Cuando, vieja, esta generación termine,

Seguirás tú, en medio de un dolor

Ajeno al nuestro, amigo del hombre, a quien dijiste

«La belleza es la verdad; la verdad, belleza»; eso es

Cuanto sabes en la tierra; cuanto necesitas saber.

Al terminar el cantor se oyó un sonido traído por el viento que venía del Egipto lejano, donde llora de noche Aurora junto al Nilo a su Memnón asesinado. A los pies del Tonante se echó la diosa de dedos rosados; y arro­dillada, imploró: «Señor, es hora de abrir las. Compuertas de Oriente.» Y Febo, tendiendo su lira a Calíope, la Musa a la que había desposado, se dispuso a partir con destino al Palacio del Sol, erigido sobre columnas y res­plandeciente de joyas, donde se agitaban los corceles ya enganchados al dorado carro del día. De modo que Zeus descendió de su trono de la caverna, y posando una mano sobre la cabeza de Marcia, dijo:

—Hija, el amanecer se acerca; conviene que regreses antes de que despierten los mortales de tu casa. No llores por el vacío de tu vida, porque pronto desaparecerá la sombra de las falsas creencias, y otra vez los dioses an­darán entre los hombres. Busca sin descanso a nuestro mensajero, y encontrarás el consuelo y la paz. Su palabra guiará tus pasos hasta la felicidad, y en sus sueños de belleza encontrará tu espíritu aquello que anhela.

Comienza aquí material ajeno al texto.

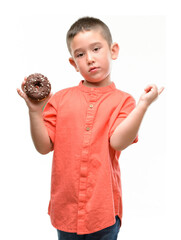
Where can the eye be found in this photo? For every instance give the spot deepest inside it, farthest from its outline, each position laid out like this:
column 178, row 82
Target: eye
column 96, row 49
column 80, row 55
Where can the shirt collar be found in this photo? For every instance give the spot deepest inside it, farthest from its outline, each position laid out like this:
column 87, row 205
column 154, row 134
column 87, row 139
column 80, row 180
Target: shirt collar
column 108, row 88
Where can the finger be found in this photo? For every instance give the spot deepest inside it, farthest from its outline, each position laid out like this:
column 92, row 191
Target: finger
column 23, row 83
column 149, row 88
column 160, row 90
column 22, row 94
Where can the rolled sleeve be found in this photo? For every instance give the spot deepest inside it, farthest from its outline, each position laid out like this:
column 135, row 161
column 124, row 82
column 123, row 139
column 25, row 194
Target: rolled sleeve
column 49, row 117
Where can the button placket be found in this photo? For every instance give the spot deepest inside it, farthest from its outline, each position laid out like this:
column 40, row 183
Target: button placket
column 84, row 163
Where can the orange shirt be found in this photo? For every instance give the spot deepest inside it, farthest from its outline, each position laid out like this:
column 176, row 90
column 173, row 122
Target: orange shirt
column 86, row 183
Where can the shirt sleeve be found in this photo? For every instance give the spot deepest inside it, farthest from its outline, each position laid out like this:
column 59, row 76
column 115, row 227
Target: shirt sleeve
column 49, row 117
column 121, row 113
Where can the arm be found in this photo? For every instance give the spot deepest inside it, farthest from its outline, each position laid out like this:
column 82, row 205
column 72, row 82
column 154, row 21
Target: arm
column 127, row 131
column 39, row 132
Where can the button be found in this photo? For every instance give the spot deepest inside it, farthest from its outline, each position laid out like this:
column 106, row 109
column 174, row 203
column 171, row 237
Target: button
column 87, row 128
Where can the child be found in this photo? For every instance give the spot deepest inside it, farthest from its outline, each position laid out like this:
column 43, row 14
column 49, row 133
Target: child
column 88, row 126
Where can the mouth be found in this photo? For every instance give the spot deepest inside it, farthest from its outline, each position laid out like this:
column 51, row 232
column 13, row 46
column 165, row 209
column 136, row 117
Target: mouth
column 93, row 69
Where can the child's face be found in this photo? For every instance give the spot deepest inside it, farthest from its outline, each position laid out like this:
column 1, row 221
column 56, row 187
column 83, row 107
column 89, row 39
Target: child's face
column 91, row 56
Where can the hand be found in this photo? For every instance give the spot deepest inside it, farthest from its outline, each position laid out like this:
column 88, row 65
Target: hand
column 150, row 94
column 34, row 106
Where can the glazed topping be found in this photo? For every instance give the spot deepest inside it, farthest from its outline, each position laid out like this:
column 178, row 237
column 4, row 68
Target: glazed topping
column 37, row 87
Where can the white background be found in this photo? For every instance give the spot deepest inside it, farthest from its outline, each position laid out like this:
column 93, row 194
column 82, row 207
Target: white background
column 33, row 40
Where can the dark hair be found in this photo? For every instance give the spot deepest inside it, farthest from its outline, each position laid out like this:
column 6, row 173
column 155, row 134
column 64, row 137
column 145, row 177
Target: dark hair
column 87, row 24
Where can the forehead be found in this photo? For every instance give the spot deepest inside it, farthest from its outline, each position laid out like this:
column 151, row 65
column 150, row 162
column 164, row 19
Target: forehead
column 86, row 38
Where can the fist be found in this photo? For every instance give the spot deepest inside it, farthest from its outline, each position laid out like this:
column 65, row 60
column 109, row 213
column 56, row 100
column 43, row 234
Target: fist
column 150, row 94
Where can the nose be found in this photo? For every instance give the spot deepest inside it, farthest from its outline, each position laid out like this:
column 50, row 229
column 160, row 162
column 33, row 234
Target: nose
column 89, row 58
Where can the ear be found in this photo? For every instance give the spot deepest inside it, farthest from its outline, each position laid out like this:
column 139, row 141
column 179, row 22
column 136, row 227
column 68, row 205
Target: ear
column 114, row 51
column 72, row 62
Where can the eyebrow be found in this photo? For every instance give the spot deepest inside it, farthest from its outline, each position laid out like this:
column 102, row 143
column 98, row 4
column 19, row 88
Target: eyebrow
column 91, row 45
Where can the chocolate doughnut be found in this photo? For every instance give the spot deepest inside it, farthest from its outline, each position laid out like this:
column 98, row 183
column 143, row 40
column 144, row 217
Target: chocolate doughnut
column 37, row 87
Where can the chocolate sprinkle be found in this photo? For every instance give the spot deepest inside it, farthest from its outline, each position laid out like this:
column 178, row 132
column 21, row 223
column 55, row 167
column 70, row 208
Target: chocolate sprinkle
column 37, row 87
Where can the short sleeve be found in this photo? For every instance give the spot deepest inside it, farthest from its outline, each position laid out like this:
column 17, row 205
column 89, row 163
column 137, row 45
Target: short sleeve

Cuando Zeus hubo terminado de hablar, el joven Her­mes cogió suavemente a la doncella y la elevó hacia las pálidas estrellas, en dirección a Occidente, sobrevolando mares invisibles.

* * *

Han pasado muchos años desde que Marcia soñó con los dioses y con el cónclave de su Parnaso. Esta noche se encuentra sentada en el mismo amplio salón, pero no está sola. Ha desaparecido el viejo espíritu de la inquie­tud, pues junto a ella hay alguien cuyo nombre resplan­dece de celebridad: es el joven poeta de los poetas, a cu­yos pies se sienta el mundo entero. Está leyendo palabras manuscritas que nadie ha oído aún, pero que cuando se escuchen traerán a los hombres las fantasías que perdieron hace siglos, cuando Pan se tendía a dormitar en Arcadia, y los grandes dioses se retiraban a descansar a los jardi­nes de lotos, más allá de las tierras de las Hespérides. En las sutiles cadencias y ocultas melodías del bardo, el es­píritu de la doncella había encontrado al fin el sosiego, pues transmitían las más divinas notas del Orfeo tracio; notas que conmovían a las mismas rocas y a los árboles de las riberas del Hebros. Calla el cantor, y espera con ansiedad un veredicto; aunque, ¿qué puede decir Marcia, sino que la melodía es «digna de los dioses»?

Y mientras ella habla, le llega otra vez la visión del Parnaso, y el sonido lejano de una voz poderosa que dice: «Su palabra guiará tus pasos hasta la felicidad, y en sus sueños de belleza encontrará tu espíritu aquello que anhela.»